Thanks for your suggestion Shubham, but this camera runs of AA battery. I belive Li batteries last longer than these, or am i wrong.


----------



## coderunknown (Jan 13, 2013)

johnax said:


> Thanks for your suggestion Shubham, but this camera runs of AA battery. I belive Li batteries last longer than these, or am i wrong.



depends on the wattage of battery and you can buy a pair of high capacity AA rechargeable battery for 500 bucks.


----------



## johnax (Jan 13, 2013)

nac said:


> Sz1
> fh25/27
> a4000



Hi Nac,

Thanks for your suggestion. I compare these model's and could not find a ny significant difference between them. I you were to chose, which one among these would you prefer.
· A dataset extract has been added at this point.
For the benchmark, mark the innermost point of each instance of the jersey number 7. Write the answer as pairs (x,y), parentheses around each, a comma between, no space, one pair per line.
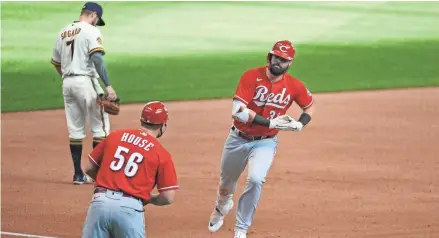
(131,167)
I also came across Samsung ST200F.


----------



## nac (Jan 13, 2013)

You can also consider S6300 and SX150.

If I were to choose for you .....

Based on first post, I would choose S6300.
Why?
It has CMOS sensor faster than all the models suggested - you would get better burst.
Battery life would be better than Canon (Canon does have an advantage of CHDK)
Stereo recording (except SX150)

But my personal choice would be SX150 (coz it does have manual exposure controls) which doesn't meet most of your requirements.

Yeah, that Samsung model is also as good as the others.


----------



## AcceleratorX (Jan 29, 2013)

Consider Samsung ST200F, WB150F and DV300F. Also consider Sony DSC-WX50, DSC-W690 and DSC-WX150. Panasonic DMC-SZ1/SZ7 would also be decent. 

(See if they fit in the budget)


----------



## AnkushPatil (Feb 4, 2013)

Canon PowerShot SX150IS is about Rs 8,725.


----------